I’m not the only one to catch the Clark Fever. Twice, very respected Oilers writers have made mention of adding Clark to their stockpile of players.
During camp in Edmonton, Jim Matheson mentioned a few names that could be added to the Oilers. Of those, Brett Clark was one.
The Oilers will have eight defencemen in camp (Andy Sutton has a bad knee), but that doesn’t preclude them from looking around for a more veteran blue-liner, either on waivers or a free-agent signing. Chris Campoli is still out there. He’s more of a puck-mover. Jim Vandermeer is also available. He’s tougher and is also an unrestricted free agent. Brett Clark and Mark Eaton are also up for grabs.
Good friend of the blog, Bruce McCurdy, discussed the overall shape of the roster in Oilers camp and pointed to the losses of Sutton and Jones and perhaps Brett Clark being brought in on the cheap.
Unlike Jones, Sutton will not return at any point this season to boost the line-up, so it seems much more pressing a matter that the Oilers pursue other means to replace him. It may be that Steve Tambellini enters the free agent market to sign one of the dwindling few defenders available, perhaps a 35+ type like Mark Eaton, Colin White or Brett Clark.
Two things are happening here. The list of available and respectable defensive players NOT signed to a contract is dwindling quickly. Second, the two writers who’ve discussed Clark in the past have a good history of connectivity to the team. Even if indirectly, their knowledge of the Oilers inner workings is strong. I’m not suggesting they have insider information, but they are intelligent and highly respectable folks who know a thing or two about Oilers hockey and what the team goes after.
Lost in the shadow of the Cheechoo signing seems to be the signing of a defensive player. I’ll go out on a wobbly limb here and suggest that Brett Clark is the next Baron to sign a contract. Perhaps he becomes an Oiler as well.
So what’s the deal with Brett Clark? Where does he fit in? What can he do? The answer further points us towards signing this guy in the Oilers organization. Via Fear The Fin:
It’s difficult to get a read on where Brett Clark is at this stage of his career. He looked to be in the midst of something of a resurgence following what was an excellent 2010-11 season for him, when he played very well in difficult minutes for the Tampa Bay Lightning. He followed that campaign up by disappointing across the board in 2011-12, however, and taking a closer look reveals that his 10-11 success may have had a lot more to do with young stud Victor Hedman than any type of renaissance for Clark.

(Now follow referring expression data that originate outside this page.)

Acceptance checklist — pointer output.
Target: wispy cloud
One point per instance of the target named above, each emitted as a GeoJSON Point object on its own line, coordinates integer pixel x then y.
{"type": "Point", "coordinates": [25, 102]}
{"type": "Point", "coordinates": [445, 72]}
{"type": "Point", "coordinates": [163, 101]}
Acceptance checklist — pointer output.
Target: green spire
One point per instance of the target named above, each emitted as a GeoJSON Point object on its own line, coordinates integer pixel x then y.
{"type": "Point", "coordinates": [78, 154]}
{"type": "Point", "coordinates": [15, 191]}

Clark went from playing over 725 even-strength minutes alongside Hedman in 10-11 to just 153 in 11-12 after the Bolts acquired Eric Brewer at the 2011 deadline and minted him as Hedman’s new partner. Clark’s underlying numbers and offensive production fell off a cliff as a result as did, for whatever reason, his penalty killing ability despite him receiving a larger role in that situation during 11-12. In the 2010-11 season, no defenseman who averaged at least 1.2 shorthanded minutes a game was on the ice for fewer goals against per sixty minutes than Clark. That ballooned last season, although largely due to a sharp decrease in his on-ice SV%, which could indicate it was little more than randomness.
If none of this reads like a ringing endorsement of Brett Clark, you’re not lost. It isn’t necessarily supposed to. But he’ll likely come cheap, has a recent track record as a competent defenseman given the right situation and could be a hidden gem on the penalty kill. I’ll take that over Vandermeer any day.
Look for a deal to get done this week. As the Barons hit the road they’ll test the waters on two new players who can instantly make the team better. Does it do a enough to get them out of the basement in the AHL? Maybe. The real question is how can these players aid the NHL club as well. Cheechoo, no. Clark, yes. Keep your eyes peeled hockey fans.